Однако если мы предположим, что целью саботажа Маккорда был именно крах никсоновской администрации, все его действия сразу же становятся легко объяснимыми. В этом случае Маккорд и должен был быть арестован вместе со своими подельниками, после чего до поры до времени держать свои показания при себе, чтобы выдать их в самый подходящий момент. Разумеется, для этого он должен был получить соответствующее задание — а значит, в какой-то момент его кураторы в ЦРУ должны были поменять план «шантажировать Никсона» на план «свалить Никсона». О пентагоновском плане «свалить Никсона или хотя бы Киссинджера» открыто сообщал Рэдфорд, так что в возможности существования такого плана сомневаться не приходится; объяснить следует лишь момент, когда вместо «плана А» был задействован «план Б»: между первыми двумя и третьим проникновением в «Уотергейт».

Читатель. Ну вы умеете заинтриговать! Сначала мы подозревали ЦРУ, потом Калифано с Хейгом, а теперь опять ЦРУ?

Теоретик. Вспомните убийство Кеннеди — там подозреваемых было еще больше, а конечным виновником оказался вообще безличный социальный институт. Поскольку в случае с Никсоном на виновника мы указали с самого начала — точно такой же социальный институт под названием «международный банкинг» — сама детективная интрига Уотергейта сводится лишь к установлению конкретных исполнителей и структуры их связей. Однако все мы люди, и нам куда интереснее знать, кто убийца — дворник или шофер, — чем вдаваться в причины, почему убийство вообще стало возможным.

Итак, ЦРУ снова на подозрении, но теперь уже в двух разных операциях, обычной «с болваном», то есть прослушкой штаб-квартиры Демократической партии, и куда более рискованной — сдачей «болванов» вместе со своим сотрудником для раскрутки громкого судебного процесса.

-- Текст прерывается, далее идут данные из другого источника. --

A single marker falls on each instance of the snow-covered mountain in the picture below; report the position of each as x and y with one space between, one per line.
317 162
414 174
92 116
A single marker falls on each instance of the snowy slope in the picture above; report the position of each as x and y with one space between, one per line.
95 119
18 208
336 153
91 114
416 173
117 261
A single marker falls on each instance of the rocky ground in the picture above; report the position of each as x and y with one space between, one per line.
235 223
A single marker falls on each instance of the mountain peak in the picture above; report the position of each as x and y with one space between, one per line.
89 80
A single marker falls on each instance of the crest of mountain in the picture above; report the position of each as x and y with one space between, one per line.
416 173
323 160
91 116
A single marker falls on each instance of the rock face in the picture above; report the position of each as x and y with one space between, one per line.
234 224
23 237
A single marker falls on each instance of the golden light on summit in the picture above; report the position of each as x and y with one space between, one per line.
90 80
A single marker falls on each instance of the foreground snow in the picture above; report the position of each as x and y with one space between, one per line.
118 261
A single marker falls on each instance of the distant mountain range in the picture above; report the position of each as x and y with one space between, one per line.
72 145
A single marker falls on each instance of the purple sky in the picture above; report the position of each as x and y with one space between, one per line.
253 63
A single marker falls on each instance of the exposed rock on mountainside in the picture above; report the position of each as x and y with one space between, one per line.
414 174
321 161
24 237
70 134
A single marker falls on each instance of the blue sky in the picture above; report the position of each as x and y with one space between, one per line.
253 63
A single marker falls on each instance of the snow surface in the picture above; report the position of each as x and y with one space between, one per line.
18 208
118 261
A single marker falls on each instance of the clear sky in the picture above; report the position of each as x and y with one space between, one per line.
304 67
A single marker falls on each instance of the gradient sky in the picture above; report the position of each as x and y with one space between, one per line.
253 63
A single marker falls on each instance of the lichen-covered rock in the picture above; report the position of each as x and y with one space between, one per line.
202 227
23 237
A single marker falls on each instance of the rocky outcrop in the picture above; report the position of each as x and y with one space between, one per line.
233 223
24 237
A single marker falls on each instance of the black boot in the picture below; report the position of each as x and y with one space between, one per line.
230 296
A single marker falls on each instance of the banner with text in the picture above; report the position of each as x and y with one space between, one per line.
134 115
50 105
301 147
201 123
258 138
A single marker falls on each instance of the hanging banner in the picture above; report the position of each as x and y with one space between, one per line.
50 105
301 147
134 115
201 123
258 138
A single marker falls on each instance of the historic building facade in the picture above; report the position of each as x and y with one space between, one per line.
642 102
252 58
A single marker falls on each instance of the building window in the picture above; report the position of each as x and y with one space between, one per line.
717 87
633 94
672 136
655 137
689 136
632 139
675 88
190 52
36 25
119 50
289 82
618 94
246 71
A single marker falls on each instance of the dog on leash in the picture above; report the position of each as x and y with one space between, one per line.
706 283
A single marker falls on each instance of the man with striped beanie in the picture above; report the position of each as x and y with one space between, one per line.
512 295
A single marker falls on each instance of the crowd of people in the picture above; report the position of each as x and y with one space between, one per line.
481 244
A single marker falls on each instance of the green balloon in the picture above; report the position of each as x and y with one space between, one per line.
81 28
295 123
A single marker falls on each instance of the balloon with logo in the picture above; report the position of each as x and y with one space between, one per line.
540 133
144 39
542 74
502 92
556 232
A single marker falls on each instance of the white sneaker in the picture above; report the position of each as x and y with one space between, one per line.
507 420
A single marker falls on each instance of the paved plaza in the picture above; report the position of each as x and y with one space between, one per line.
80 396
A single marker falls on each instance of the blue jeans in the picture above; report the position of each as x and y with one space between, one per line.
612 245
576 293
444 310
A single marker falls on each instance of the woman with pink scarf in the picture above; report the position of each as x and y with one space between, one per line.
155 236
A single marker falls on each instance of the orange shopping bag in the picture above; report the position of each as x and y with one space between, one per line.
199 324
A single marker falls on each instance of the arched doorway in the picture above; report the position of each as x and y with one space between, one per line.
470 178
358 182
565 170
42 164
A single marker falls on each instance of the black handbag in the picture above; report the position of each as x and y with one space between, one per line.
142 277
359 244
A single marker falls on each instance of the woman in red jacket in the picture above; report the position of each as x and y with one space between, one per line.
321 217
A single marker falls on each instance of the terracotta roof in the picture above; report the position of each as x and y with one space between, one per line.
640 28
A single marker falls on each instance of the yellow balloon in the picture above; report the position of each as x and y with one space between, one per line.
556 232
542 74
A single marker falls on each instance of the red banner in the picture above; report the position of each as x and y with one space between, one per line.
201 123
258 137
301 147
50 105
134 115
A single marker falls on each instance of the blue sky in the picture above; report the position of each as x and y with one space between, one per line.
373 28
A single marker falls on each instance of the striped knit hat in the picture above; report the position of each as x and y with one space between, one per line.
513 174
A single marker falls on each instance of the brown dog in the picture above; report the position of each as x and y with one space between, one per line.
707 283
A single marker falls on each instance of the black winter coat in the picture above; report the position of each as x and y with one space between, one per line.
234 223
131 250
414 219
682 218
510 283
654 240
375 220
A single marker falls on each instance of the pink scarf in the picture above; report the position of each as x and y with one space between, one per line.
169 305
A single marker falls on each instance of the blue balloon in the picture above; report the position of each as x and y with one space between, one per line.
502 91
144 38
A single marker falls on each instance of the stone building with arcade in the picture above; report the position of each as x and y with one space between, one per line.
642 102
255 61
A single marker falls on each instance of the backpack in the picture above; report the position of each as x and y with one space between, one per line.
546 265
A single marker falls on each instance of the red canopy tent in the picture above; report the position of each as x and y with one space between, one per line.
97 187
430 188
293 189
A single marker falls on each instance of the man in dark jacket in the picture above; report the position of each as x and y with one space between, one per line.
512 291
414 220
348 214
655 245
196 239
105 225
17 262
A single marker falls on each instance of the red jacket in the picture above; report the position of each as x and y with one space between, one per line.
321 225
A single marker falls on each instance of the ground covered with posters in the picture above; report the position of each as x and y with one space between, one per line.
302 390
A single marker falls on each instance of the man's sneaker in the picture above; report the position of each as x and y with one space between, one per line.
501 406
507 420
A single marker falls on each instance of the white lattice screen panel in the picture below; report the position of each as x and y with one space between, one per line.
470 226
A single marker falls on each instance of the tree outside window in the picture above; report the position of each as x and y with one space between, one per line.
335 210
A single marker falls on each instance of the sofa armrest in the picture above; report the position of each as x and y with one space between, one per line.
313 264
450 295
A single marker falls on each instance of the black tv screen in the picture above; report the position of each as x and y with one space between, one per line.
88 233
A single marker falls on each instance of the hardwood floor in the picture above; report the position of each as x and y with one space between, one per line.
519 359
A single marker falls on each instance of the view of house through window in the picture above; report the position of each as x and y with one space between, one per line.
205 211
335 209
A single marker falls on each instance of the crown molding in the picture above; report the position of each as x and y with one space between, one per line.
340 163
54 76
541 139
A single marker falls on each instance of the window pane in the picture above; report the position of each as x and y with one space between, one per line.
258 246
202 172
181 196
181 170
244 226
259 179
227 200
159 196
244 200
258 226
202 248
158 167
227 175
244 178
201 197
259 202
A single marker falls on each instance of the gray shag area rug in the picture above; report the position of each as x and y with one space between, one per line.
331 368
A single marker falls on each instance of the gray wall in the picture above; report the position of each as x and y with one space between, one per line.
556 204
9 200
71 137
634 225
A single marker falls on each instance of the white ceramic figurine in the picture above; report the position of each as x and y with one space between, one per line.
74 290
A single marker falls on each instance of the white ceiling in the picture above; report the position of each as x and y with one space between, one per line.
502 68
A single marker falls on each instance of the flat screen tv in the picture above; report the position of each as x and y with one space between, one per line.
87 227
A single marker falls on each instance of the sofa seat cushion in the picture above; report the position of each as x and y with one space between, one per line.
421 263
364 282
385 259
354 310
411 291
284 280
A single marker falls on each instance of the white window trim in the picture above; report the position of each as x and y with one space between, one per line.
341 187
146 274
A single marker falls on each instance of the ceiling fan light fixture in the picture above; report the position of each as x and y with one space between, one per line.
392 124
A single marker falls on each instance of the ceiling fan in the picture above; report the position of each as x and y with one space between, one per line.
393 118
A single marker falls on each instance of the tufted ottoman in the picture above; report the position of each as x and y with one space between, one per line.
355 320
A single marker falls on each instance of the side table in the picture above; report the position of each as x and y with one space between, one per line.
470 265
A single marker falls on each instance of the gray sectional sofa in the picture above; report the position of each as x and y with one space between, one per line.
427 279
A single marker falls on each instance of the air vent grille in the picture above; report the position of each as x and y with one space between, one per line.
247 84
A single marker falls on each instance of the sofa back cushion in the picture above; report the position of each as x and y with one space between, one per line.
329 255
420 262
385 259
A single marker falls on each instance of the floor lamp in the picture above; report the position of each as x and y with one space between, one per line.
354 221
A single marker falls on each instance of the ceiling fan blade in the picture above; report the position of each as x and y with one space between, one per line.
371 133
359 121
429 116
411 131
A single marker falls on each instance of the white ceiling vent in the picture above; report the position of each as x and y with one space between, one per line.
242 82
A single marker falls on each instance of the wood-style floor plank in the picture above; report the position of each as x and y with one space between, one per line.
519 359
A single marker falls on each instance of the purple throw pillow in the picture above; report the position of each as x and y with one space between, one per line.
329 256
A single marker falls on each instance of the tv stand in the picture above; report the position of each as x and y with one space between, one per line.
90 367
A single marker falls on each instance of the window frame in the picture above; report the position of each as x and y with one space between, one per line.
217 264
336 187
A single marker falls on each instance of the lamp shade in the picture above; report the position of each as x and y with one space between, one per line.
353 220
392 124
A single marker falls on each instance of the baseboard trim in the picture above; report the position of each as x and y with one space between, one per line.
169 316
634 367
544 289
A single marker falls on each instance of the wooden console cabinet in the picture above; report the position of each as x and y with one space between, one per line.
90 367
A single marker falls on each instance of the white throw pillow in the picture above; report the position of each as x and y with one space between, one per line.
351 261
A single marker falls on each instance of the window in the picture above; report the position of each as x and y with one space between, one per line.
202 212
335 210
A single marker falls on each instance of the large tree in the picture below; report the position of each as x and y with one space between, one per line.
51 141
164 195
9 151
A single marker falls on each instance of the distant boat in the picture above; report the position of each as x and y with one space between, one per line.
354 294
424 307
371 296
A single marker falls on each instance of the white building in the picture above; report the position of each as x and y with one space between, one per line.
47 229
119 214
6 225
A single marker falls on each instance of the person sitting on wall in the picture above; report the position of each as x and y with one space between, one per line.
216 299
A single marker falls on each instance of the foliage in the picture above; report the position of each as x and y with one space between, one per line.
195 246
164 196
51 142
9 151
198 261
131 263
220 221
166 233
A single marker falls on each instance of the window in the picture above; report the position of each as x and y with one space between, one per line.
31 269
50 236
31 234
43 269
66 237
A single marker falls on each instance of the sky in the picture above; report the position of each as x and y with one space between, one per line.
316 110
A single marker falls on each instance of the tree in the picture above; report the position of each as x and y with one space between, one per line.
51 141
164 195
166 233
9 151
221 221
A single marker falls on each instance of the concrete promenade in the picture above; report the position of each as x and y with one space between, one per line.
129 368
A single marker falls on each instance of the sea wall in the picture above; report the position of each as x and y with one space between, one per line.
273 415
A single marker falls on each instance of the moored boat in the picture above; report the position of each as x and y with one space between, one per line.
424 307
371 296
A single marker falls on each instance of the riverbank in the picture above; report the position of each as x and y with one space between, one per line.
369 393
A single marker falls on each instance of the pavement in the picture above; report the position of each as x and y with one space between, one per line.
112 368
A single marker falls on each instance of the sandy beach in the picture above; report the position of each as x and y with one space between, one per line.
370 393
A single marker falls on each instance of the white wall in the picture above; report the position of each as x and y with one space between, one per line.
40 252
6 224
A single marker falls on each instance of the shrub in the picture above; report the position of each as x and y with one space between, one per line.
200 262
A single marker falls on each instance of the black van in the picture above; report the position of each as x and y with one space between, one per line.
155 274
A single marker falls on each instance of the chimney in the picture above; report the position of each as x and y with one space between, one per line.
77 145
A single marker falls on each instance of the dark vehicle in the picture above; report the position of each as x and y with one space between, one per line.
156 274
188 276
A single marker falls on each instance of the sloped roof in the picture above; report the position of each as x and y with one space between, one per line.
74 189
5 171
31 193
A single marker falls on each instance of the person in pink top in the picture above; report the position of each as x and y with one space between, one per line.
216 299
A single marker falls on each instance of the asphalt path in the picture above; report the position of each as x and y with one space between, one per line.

Что же могло подвигнуть руководство ЦРУ на эту вторую операцию?

И вот тут самое время вспомнить, о чем мы вообще говорим на страницах этой книги. Вовсе не о политических интригах, как может показаться после прочтения 100 предыдущих страниц; нет, мы говорим о Власти, о тех, кто побеждает в этих интригах, и о том, почему им это удается. 

Ключевым фактором успеха в делах Власти является численность и сплоченность властной группировки: численность для того, чтобы использовать как можно больше ресурсов, а сплоченность для того, чтобы мотивировать людей, контролирующих эти ресурсы, действовать в интересах всей группировки.

 На наш взгляд, подвигнуть руководство ЦРУ к действиям против Никсона могло только одно: личное участие Ричарда Хелмса в противостоящей тому властной (но пока еще не правящей) группировке.

Поэтому давайте снова вернемся в 1971 год, чтобы в третий раз изложить те же самые события, но уже с точки зрения этой самой группировки. 14 сентября 1971 года в The Washington Post завершил свой первый рабочий день будущий герой Уотергейта, молодой репортер Роберт Вудворд. Гарри Розенфельд, один из тогдашних редакторов Post, вспоминал в 2004 году:

Боб [Вудворд] пришел к нам по очень высоким рекомендациям кого-то из Белого дома. Он был офицером разведки в ВМФ и служил в Пентагоне. Он не имел никакого газетного опыта, но мы дали ему попробовать, потому что его очень рекомендовали [Baker, 2009, р. 496].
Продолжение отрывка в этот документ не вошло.